A two-person play is unheard of as a centerpiece of an SCS season, and that means a lot more pressure on Gallagher and her co-star, Allen Gilmore as Douglass.

“I feel such a weight,” says Gallagher. “It’s just a different kind of balance when you’re doing a character; it is more difficult to stand in the shoes of a historical figure. I mean, one wants to be respectful, and do one’s research. But there’s also the imaginative and creative leap that one has to do when one walks into this play that is both incredibly well-researched, but is its own embroidery of history, and it’s an imaginary context of history. There’s so much at stake in wanting to do this right.”

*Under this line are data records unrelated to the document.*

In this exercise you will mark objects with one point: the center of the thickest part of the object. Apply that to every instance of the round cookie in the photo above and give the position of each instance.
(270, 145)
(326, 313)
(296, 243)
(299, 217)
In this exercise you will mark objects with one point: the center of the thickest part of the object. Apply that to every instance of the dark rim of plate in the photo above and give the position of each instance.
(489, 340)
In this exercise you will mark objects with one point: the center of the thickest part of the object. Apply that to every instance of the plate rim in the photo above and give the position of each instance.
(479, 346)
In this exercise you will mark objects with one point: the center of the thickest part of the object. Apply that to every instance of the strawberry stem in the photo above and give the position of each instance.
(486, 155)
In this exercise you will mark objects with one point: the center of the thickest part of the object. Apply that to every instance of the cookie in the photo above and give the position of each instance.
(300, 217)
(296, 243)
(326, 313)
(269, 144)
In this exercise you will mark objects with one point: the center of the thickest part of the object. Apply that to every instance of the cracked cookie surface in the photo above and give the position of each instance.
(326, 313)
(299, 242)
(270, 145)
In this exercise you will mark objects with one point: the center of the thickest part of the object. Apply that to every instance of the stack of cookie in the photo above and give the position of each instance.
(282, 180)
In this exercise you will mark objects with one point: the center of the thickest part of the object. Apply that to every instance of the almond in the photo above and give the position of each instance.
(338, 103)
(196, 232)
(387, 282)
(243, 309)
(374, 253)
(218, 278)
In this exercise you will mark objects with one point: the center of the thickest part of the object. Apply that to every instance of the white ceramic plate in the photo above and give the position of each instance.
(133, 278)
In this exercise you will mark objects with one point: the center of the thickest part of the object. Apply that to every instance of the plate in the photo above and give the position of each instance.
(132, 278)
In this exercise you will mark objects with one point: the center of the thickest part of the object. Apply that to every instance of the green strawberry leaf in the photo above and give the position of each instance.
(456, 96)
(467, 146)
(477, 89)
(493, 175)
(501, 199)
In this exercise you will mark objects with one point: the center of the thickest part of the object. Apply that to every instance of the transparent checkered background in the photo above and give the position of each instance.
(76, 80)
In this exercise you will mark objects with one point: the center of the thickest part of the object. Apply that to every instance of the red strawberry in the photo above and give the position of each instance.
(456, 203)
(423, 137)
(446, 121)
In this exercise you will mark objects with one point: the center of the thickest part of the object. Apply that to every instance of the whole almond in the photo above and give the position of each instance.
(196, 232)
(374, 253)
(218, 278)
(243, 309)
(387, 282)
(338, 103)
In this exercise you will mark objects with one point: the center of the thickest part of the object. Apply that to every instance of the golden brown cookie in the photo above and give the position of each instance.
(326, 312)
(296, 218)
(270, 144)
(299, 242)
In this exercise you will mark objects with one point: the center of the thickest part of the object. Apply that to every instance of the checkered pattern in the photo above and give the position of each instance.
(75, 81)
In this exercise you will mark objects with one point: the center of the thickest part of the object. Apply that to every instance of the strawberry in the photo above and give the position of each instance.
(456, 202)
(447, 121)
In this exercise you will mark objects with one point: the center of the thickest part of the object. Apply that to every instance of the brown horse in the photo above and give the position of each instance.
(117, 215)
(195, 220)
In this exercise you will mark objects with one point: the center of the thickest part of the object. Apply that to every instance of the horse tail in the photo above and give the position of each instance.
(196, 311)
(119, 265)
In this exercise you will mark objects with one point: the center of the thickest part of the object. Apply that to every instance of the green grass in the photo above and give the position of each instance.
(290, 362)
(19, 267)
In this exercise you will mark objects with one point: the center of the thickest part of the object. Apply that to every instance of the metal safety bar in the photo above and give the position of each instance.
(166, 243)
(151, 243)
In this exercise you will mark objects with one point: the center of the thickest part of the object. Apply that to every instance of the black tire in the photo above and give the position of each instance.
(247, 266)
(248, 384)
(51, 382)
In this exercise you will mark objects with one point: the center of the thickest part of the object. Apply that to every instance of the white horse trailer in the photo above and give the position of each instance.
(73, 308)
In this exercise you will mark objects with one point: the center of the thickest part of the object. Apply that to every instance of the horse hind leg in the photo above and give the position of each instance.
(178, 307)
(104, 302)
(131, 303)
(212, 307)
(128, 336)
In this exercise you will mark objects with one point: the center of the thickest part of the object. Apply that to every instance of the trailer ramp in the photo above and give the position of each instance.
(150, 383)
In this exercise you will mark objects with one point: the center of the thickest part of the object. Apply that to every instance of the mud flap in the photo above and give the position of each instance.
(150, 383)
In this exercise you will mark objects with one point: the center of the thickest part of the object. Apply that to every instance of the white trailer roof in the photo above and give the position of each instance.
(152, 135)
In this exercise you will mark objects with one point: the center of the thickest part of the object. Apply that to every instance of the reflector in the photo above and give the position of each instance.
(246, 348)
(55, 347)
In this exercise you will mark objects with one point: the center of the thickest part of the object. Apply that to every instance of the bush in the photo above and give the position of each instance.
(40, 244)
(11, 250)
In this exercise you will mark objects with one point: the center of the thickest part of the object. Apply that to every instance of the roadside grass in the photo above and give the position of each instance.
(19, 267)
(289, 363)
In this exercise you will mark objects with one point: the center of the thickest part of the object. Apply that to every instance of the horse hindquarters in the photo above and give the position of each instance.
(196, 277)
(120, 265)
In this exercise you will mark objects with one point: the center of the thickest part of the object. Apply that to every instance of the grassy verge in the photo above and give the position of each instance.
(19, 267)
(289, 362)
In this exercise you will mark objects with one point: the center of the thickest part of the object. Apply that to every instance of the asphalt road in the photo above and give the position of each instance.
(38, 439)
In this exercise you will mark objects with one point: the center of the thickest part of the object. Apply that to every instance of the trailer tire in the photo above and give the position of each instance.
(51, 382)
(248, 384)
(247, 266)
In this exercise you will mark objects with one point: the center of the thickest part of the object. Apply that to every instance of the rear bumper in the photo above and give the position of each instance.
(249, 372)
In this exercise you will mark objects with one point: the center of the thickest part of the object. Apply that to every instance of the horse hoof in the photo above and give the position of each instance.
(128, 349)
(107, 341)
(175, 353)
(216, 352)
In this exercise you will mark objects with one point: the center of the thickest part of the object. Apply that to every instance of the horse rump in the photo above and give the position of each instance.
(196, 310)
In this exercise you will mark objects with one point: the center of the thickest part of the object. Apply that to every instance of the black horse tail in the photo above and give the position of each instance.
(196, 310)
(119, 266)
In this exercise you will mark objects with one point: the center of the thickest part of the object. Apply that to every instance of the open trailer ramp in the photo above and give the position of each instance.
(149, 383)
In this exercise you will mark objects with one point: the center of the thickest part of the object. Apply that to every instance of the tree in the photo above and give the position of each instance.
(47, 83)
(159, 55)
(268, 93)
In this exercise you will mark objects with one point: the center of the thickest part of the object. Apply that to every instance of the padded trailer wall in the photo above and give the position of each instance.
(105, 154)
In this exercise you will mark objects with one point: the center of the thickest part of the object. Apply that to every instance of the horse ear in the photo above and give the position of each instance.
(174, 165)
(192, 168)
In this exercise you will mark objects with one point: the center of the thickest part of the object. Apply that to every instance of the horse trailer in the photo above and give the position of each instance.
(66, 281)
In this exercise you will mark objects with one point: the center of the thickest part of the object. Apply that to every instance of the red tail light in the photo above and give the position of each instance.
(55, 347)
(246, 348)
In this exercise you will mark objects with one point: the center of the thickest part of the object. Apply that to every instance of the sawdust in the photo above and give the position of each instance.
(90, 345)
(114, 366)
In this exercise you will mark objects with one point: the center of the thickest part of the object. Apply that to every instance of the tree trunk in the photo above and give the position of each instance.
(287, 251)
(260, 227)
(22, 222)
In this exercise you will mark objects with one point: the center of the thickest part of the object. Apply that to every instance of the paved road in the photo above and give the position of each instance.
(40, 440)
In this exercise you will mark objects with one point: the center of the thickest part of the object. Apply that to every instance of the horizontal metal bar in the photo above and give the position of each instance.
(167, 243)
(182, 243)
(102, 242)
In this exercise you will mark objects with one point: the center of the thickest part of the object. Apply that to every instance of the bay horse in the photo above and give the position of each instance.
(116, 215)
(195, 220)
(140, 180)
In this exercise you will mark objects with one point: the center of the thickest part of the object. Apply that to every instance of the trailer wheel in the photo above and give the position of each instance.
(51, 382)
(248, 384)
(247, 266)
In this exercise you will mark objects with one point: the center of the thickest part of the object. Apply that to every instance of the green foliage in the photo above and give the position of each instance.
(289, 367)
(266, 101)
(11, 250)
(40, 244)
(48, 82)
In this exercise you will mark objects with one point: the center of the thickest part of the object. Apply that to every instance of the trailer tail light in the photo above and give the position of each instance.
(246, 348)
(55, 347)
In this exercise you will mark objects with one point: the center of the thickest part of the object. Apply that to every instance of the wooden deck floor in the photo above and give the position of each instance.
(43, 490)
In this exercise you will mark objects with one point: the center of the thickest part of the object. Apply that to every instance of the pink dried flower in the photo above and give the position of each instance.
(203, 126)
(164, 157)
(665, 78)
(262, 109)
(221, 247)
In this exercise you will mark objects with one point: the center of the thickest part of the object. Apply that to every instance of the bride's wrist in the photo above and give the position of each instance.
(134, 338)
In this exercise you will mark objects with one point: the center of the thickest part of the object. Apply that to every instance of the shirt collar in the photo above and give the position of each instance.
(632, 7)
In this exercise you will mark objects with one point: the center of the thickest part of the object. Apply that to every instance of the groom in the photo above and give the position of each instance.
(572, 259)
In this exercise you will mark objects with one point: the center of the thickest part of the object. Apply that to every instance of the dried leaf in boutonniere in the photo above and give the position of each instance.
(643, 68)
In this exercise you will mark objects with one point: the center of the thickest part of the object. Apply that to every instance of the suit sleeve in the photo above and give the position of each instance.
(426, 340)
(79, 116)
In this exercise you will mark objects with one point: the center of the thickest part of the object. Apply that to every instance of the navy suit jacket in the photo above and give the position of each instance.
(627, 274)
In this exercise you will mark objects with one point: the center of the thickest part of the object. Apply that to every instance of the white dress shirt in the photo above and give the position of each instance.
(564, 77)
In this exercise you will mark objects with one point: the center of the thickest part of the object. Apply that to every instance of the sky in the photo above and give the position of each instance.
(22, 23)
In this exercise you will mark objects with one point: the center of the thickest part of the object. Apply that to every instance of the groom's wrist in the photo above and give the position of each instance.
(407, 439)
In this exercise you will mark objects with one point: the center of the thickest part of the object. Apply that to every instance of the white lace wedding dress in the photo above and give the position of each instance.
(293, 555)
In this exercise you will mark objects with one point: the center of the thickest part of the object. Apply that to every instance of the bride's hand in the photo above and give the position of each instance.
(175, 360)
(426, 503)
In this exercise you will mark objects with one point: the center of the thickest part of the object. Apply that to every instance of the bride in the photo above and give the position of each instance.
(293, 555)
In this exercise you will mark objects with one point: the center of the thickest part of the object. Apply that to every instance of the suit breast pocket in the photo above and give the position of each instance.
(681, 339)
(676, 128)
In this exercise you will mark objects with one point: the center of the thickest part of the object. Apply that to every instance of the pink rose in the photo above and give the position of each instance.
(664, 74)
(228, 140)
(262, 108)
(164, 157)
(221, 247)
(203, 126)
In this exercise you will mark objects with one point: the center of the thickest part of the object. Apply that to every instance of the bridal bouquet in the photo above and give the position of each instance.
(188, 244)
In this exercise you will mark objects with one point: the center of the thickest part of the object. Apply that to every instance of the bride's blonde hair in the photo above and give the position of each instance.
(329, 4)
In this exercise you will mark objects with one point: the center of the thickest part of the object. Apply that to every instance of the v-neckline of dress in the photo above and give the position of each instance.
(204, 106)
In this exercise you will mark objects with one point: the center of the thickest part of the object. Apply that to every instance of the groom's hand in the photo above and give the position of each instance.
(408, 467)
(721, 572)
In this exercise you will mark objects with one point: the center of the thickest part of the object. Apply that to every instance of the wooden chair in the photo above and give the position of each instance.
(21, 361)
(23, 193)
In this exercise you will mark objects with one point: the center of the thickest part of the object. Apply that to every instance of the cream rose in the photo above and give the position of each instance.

There is so much at stake in this season of Shakespeare, as well. It’s the continuation of a long local tradition, but also the start of something new.

Roberts is optimistic about the prospect of real, sustained change in the theater industry, and the effect that it can have.

“When you treat people in the theater as fully human beings, and you now acknowledge that people are parents, and people are brothers and sisters, and people are having bad days—and that all is not a hindrance to the work, that is actually a way into the work—then I think we can’t help but grow,” he says. “I think we can’t help but create great art because of that, because we are fully invested, and we are a family in this endeavor of life. And so I think it will be radically different. And theaters that try to go back to the way things were before are, I think, missing an opportunity.”

‘The Agitators’ begins with previews July 20-22; opening night is Saturday, July 24. ‘RII’’s previews are July 21 and 23; opening night is Sunday, July 25. The two plays run concurrently through Aug. 29. All performances will be in the Audrey Stanley Grove at DeLaveaga Park, 501 Upper Park Road, Santa Cruz. Both productions will also be recorded, and some virtual tickets will be available. Go to santacruzshakespeare.org for a complete calendar, and for tickets.